事の発端は、ユナイテッド航空が自社のクルーをほかの空港へ送り込むため、満席の機内から乗客を警備員が暴力的に引きずり出す映像が世界に拡散されたことだった。以降、原因はそれぞれ異なるものの、他の航空会社でも旅客を乱暴に扱うシーンが連日のようにメディアで取り上げられた。
米国の空で一体何が起きているのか、その原因や背景について迫ってみたい。
ホスピタリティとは無縁の米航空会社
元来、米国では航空機の利用は広い大陸での移動手段として、なくてはならない交通手段であり、日本のように新幹線などの鉄道と運賃やサービスで競争する必要がない。そして1970年代後半から始められたデレギュレーション(航空の自由化)によって、一時は230以上の新規航空会社が立ち上げられたものの、連続事故や競争によってその多くが倒産、あるいは大手航空会社によって吸収され寡占状態になった。
こうした理由から、航空会社間でもサービスやホスピタリティ(接客)に関して競い合う状況がなくなった。機内サービスの中心にいるキャビンアテンダント(CA)についても、近年ではパイロットとの賃金格差は広がるばかりで、仕事が終わったらパイロットと口もきかないようである。

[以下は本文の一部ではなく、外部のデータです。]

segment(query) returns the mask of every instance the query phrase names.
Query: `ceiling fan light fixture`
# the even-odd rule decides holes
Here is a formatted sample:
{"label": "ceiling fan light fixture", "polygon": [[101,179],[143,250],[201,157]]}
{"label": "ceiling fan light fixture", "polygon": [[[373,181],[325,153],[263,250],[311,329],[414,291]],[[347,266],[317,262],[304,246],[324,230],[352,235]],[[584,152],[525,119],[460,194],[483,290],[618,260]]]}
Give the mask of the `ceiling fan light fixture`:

CAは定年こそないものの、劣悪な労働環境に置かれ、サービスという無形の労働を向上させるモチベーションはない。
日本の大手航空会社の機内では、エコノミークラスの乗客であっても就寝中CAがそっと毛布を掛けてくれることもあるが、そのような心温まるサービスを米国の航空会社に期待することは無理な話といえる。
セキュリティ第一の過剰反応
一方、パイロットも2001年の同時多発テロ以後、強化型のコックピットドアが導入され、旅客と隔絶されることになった。その結果、機内で旅客によるトラブルが発生すると以前のようにコックピットから出てCAと一緒になって話し合いで解決するのではなく、最寄りの空港に緊急着陸して、問題を起こす旅客を警察に突き出すといった手荒い手段を取るようになった。
乗客がCAに「機内にテロリストがいるかも」と冗談を言っただけで、事情を聞かれることもなく即緊急着陸となってFBIに逮捕されるという事件に代表されるように、客室内はピリピリとした空気に満ち溢れ、ときに戦場と化する。
ちなみに日常茶飯事のように客室内のトラブルや悪天候に伴う目的地以外の空港への着陸が起こっているが、航空会社は以後の交通手段やホテルの手配などには非協力的で、旅客はすべて自分で行動する必要があるのも、米国ならではのことだ。
このように旅客に対して航空会社のパイロット、CA、地上職員がサービスやホスピタリティそっちのけで法令やルールを盾に乱暴な対応を行うことが多くなったのであるが、一番の原因は同時多発テロ以降のセキュリティ第一の過剰反応にある。
したがって、米国で空の旅をする方は、いつなんどき事件に巻き込まれ、便のキャンセルや大幅遅延、それに予定外の空港への緊急着陸など想定外の事態に直面するかもしれないということを念頭に、余裕のある日程を組むことをお勧めしたい。